Alors que les hostilités au Moyen-Orient perdurent, les conséquences s'étendent au-delà des frontières, touchant directement les tarifs aériens et vos projets d’évasion estivale.
Le conflit, amplifié par des représailles suite aux bombardements américano-israéliens, a entraîné la fermeture du détroit d’Ormuz par les Gardiens de la Révolution, affectant considérablement l'approvisionnement en pétrole. Ce passage maritime représente, en temps normal, 20 % du transport mondial de pétrole brut, et son blocage a provoqué une flambée des prix du kérosène, élément vital pour les compagnies aériennes du monde entier.
Les compagnies aériennes cherchent à maintenir leur rentabilité
Face à l'explosion des coûts du kérosène, les compagnies aériennes, au premier plan de cette crise, n'hésitent pas à répercuter ces frais sur les consommateurs. Le Wall Street Journal rapporte des augmentations de tarifs, des frais supplémentaires pour les bagages et même des annulations de certaines liaisons jugées non rentables. Par exemple, JetBlue Airways, une compagnie low-cost américaine, a récemment annoncé une augmentation de 9 dollars des frais de bagages pendant les périodes de forte affluence, comme l'été prochain.
Des effets visibles sur les réservations de voyages
D’après les analyses de France Info, les reseignements concernant les billets d'avion au départ de Lesquin, près de Lille, montrent une tendance préoccupante avec des hausses de prix marquées.
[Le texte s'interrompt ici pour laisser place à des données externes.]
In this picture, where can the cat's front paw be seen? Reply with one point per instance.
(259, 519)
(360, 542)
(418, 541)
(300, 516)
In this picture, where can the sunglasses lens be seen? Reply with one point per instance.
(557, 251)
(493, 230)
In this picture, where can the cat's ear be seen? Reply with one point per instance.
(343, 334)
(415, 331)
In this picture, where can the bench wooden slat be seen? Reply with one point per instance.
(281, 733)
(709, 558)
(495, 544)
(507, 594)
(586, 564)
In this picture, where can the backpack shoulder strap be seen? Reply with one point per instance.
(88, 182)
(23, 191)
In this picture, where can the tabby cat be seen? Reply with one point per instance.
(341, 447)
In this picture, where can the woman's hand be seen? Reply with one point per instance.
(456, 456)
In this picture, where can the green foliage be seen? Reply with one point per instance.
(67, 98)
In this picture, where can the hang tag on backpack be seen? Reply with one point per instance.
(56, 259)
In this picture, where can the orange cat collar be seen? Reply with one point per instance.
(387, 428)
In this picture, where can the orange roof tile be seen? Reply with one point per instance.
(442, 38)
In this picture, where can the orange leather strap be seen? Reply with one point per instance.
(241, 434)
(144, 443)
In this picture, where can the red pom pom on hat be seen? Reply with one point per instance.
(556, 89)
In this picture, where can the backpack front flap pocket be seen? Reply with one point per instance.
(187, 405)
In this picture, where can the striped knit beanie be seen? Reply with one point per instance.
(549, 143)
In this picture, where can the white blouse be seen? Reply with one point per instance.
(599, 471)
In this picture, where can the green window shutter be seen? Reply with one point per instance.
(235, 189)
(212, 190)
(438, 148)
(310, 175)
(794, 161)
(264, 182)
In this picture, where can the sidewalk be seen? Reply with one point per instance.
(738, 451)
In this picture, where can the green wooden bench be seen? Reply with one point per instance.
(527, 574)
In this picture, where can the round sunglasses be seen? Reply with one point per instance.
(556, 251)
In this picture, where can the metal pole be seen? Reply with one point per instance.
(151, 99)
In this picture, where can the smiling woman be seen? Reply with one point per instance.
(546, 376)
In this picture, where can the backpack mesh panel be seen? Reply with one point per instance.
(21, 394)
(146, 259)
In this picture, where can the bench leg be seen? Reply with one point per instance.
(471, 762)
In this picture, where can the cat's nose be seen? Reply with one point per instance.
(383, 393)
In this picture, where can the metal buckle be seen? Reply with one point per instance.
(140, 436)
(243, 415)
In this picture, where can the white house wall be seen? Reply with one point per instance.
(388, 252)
La compagnie Volotea a annulé plusieurs vols au départ de cette région, témoignant ainsi des impacts directs du conflit sur le secteur. Les agences de voyages, dépendantes des politiques des compagnies aériennes, subissent aussi les conséquences de cette instabilité.
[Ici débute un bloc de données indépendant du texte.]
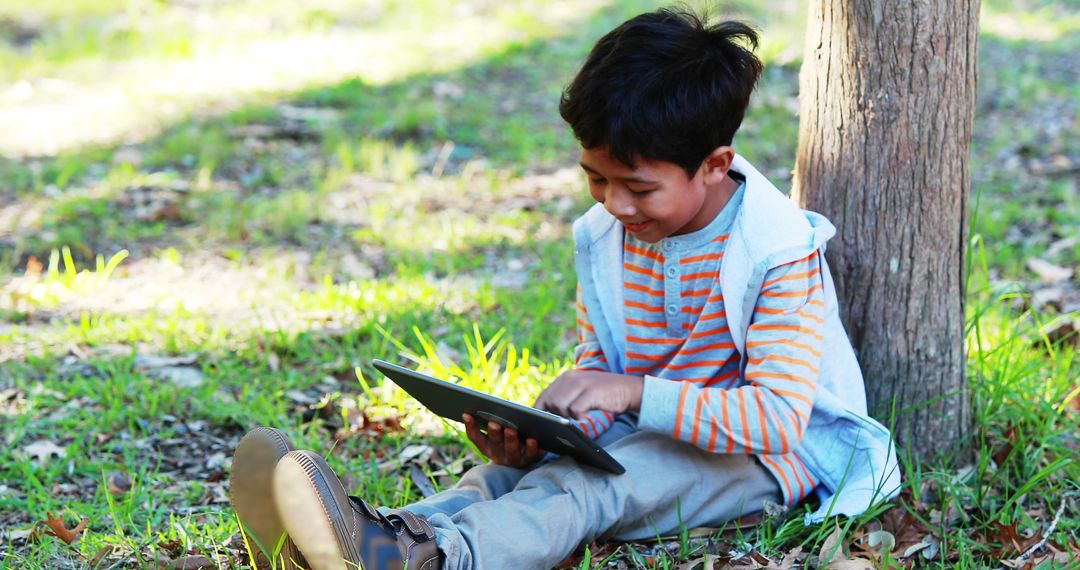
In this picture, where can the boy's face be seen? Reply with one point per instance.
(656, 199)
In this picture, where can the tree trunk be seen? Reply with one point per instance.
(887, 103)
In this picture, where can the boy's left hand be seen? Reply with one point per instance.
(575, 393)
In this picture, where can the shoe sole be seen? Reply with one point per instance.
(251, 487)
(309, 498)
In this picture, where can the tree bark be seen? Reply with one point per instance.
(887, 103)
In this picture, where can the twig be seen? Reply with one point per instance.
(1045, 535)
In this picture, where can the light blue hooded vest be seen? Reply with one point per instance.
(850, 453)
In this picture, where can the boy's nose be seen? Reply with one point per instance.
(619, 203)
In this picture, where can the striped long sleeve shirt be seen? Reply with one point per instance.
(726, 406)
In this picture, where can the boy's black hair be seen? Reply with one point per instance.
(663, 85)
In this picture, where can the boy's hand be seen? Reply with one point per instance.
(501, 445)
(577, 392)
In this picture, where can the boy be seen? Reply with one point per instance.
(712, 363)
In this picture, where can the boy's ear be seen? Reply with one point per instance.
(716, 164)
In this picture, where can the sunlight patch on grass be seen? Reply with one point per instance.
(133, 100)
(1042, 25)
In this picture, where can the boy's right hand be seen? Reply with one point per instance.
(501, 445)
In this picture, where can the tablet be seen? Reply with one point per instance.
(554, 433)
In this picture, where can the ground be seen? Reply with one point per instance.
(214, 214)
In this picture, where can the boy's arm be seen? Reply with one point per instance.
(589, 356)
(783, 353)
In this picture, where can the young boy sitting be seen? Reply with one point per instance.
(712, 362)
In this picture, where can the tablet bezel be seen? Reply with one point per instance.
(554, 433)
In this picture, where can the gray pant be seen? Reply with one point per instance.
(499, 517)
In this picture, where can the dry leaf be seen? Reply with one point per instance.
(832, 550)
(57, 529)
(858, 564)
(705, 562)
(42, 449)
(880, 541)
(1048, 271)
(104, 553)
(192, 562)
(790, 559)
(119, 483)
L'Alliance France Tourisme, relayée par France Inter, a indiqué une baisse significative de 16,9 % du chiffre d'affaires des agences de voyage et tour-opérateurs français depuis le début des conflits. De plus, les réservations de voyages sont en chute libre de 11,8 %, et le montant moyen dépensé par client a également diminué de 5,8 %. De nombreuses destinations voient une baisse de fréquentation, non seulement en raison des craintes liées à la guerre, mais aussi à cause des restrictions des espaces aériens dans certains pays du Golfe.